President Obama recently announced the broad outlines of a new education plan. (“Rigor, Rewards, Quality: Obama’s Education Aims,” March 18 and “Obama Echoes Bush on Education Ideas,” April 8, 2009.) This plan has much to praise but also three critically important omissions.
The new approach, like the No Child Left Behind Act and many of its precursors, relies on holding educators accountable for student performance on achievement tests. Indeed, it would make this element of education policy even more important—for example, by encouraging pay-for-performance plans. But the effects of the previous accountability programs have been disappointing: relatively small improvements on trustworthy indicators of performance, and many serious side effects. Why should we expect more of the president’s proposed variation on this familiar theme?
—Susan Sanford
To avoid replicating past mistakes, the president’s accountability program will have to follow three principles:
Make it broad. An assumption underlying the No Child Left Behind law was that if we initially focused accountability on just a couple of the critically important goals of education—math and reading achievement—the rest would hold steady and wait for us to turn to them later. Abundant evidence shows this assumption to be wrong. The activities and outcomes that do not count for accountability deteriorate, sometimes seriously, as schools shift resources from them to those few things that do count.

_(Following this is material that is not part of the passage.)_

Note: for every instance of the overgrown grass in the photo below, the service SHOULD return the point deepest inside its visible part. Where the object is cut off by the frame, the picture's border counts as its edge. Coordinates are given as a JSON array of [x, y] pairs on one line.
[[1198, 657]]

Many areas can suffer, including untested subjects, untested aspects of the subjects used in the accountability system, performing arts, student-initiated work, and physical activity. This should be no surprise. It is just common sense, and the same problem has been found in many other fields and in private firms as well as the public sector.
Confront score inflation. Commenting on the low performance standards currently set by some states, the quoted U.S. Secretary of Education Arne Duncan as saying: “States are lying to children. They are lying to parents. They’re ignoring failure.” Indeed. But there is another reason that the public has been misled: bogus increases in scores. Many schools have responded to test-based accountability in ways that inflate scores, increasing them more than actual gains in achievement warrant. This does not require cheating. Scores can be inflated by many honest—although undesirable—forms of test preparation.
While not ubiquitous, score inflation is common and sometimes very large, and it is likely to hurt the most disadvantaged students the most. This too should not be surprising, because similar problems have been found in many other fields. Yet policymakers continue to ignore this inconvenient fact and use inflated scores to support exaggerated claims of success.
We should admit that our ideas for a better educational accountability system, however thoughtful, are partly unproven, need evaluation, and may require midcourse corrections.
If we fail to confront the problem of score inflation, we will be left, once again, with an illusion of effective accountability. Dealing with inflation effectively will require numerous steps. We will need frequent auditing of score gains to ensure that improvements on the tests used for accountability are trustworthy indicators of improved learning. We have had a small number of audits over the past two decades, but these have been the exception rather than the rule because neither federal nor state reform programs have established an expectation, let alone a requirement, that this type of evaluation be conducted.
We need to monitor how educators prepare students for the accountability tests—whether they improve their instruction or resort to inappropriate forms of test preparation. We also need to evaluate new approaches to test design tailored to lessening inflation. The Obama administration’s goal of developing tests that focus more on higher-order skills is laudable, but it will not address the problem of score inflation.
Experiment and evaluate. This nation has tried numerous approaches to test-based accountability over the past several decades, but all of them have shared one essential trait: None has been based on sufficient evidence. They have been designed without enough hard information about their likely effectiveness and side effects. Once implemented, they have not been adequately evaluated. Scores on the accountability tests usually increase, and for a time we are greeted with claims of success. Eventually, less-encouraging data catch up with us—for example, scores on other tests less vulnerable to inflation, such as the National Assessment of Educational Progress and international comparative studies. A crisis is declared, we make up a new accountability system, and the cycle begins anew.
This failure to rely on hard evidence hinders the improvement of policy and schooling, and the failure to monitor effects on children is unacceptable. We do not tolerate this in other policy areas (think of Vioxx). The administration should avoid the temptation to say, once again, that we have it right this time. We should admit that our ideas for a better educational accountability system, however thoughtful, are partly unproven, need evaluation, and may require midcourse corrections.
The upcoming reauthorization of the No Child Left Behind law should institute routine and rigorous evaluation of the program’s effects—evaluations that do not rely on potentially inflated test scores. It should also encourage states and large districts to experiment with innovative approaches to accountability, but with a price: evaluations that will tell the rest of us whether their systems should be terminated, modified, or emulated.
There is room to argue about how best to address these three principles. But a failure to address them will give us more of the same: a narrowed educational system, bogus claims of success, and children left behind.